You may appear in person at the hearing although remote appearance by CourtCall is preferred during the Pandemic. (See www.sb-court.org/general-information/remote-access). If you do not have Internet access or if you experience difficulty with the posted tentative ruling, you may obtain the tentative ruling by calling the department (S-22) at (909) 521-3529 or the Administrative Assistant (909) 708-8756, who prepared the ruling.
If you (or both parties) wish to submit on the Tentative, notify the other party and call the department by 4:00 pm the day before and your appearance may be excused unless the Court orders you to appear.
You must appear at the hearing if you are so directed by the court in the tentative ruling. Be prepared to address those issues set forth by the court in its ruling.
UNLESS OTHERWISE NOTED, THE PREVAILING PARTY IS TO GIVE NOTICE OF THE RULING. ____________________________________________________________________________
WICKS BREWING CO., LLC v. COUNTY OF SAN BERNARDINO, et al.

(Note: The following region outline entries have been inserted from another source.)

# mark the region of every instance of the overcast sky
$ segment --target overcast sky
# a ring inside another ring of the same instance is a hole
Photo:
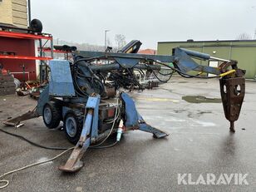
[[[104,45],[104,31],[143,48],[157,42],[235,39],[256,29],[255,0],[31,0],[43,32],[74,42]]]

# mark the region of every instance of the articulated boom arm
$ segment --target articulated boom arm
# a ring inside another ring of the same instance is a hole
[[[76,62],[88,66],[93,61],[107,60],[111,64],[90,65],[94,72],[108,72],[124,69],[145,69],[159,71],[161,66],[169,67],[184,77],[219,78],[220,93],[225,117],[230,121],[230,130],[234,132],[234,122],[238,120],[245,92],[245,71],[238,68],[236,61],[229,61],[211,57],[206,53],[197,52],[184,48],[174,48],[171,56],[144,55],[135,53],[115,53],[99,52],[77,52]],[[199,65],[193,58],[202,61],[218,61],[219,67]],[[172,62],[174,66],[165,63]],[[190,71],[198,71],[190,75]],[[214,76],[202,76],[201,73],[214,74]],[[123,75],[123,74],[121,74]]]

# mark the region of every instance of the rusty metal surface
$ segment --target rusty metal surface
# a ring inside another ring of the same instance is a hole
[[[234,122],[239,117],[245,93],[244,77],[222,78],[220,93],[225,117],[230,121],[230,131],[234,132]]]
[[[106,87],[106,92],[107,98],[112,98],[116,96],[116,88],[114,86]]]
[[[87,113],[87,116],[92,116],[93,115],[93,109],[89,109],[88,110],[88,113]],[[83,129],[88,129],[88,128],[91,128],[91,121],[89,120],[87,122],[87,118],[86,120],[86,122],[85,124],[88,125],[88,127],[86,126],[84,127]],[[86,143],[87,142],[90,142],[90,140],[89,141],[87,140],[88,139],[88,135],[86,134],[86,135],[81,135],[81,137],[78,140],[78,142],[76,143],[71,155],[70,155],[70,157],[68,158],[66,163],[65,164],[65,165],[61,165],[59,166],[59,170],[63,170],[65,172],[76,172],[79,170],[81,170],[82,167],[83,167],[83,162],[81,160],[81,159],[82,158],[84,153],[86,152],[86,149],[88,148],[88,145]]]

____________________________________________________________________________
TENTATIVE RULING
This involves a defamation action. On May 31, 2023, Plaintiffs Wicks Brewing Co. and Edmund Brad Wicks (Edmund) filed their Complaint against Defendants San Bernardino County (also esa San Bernardino County District Attorney) and Jason Alexander. The operative First Amended Complaint pled 3 causes of action: (1) defamation, (2) false light, and (3) negligence. On May 5, 2024, Defendants’ Demurrer to the FAC as pled by Edmund was granted without leave to amend. Defendants County and Anderson answered.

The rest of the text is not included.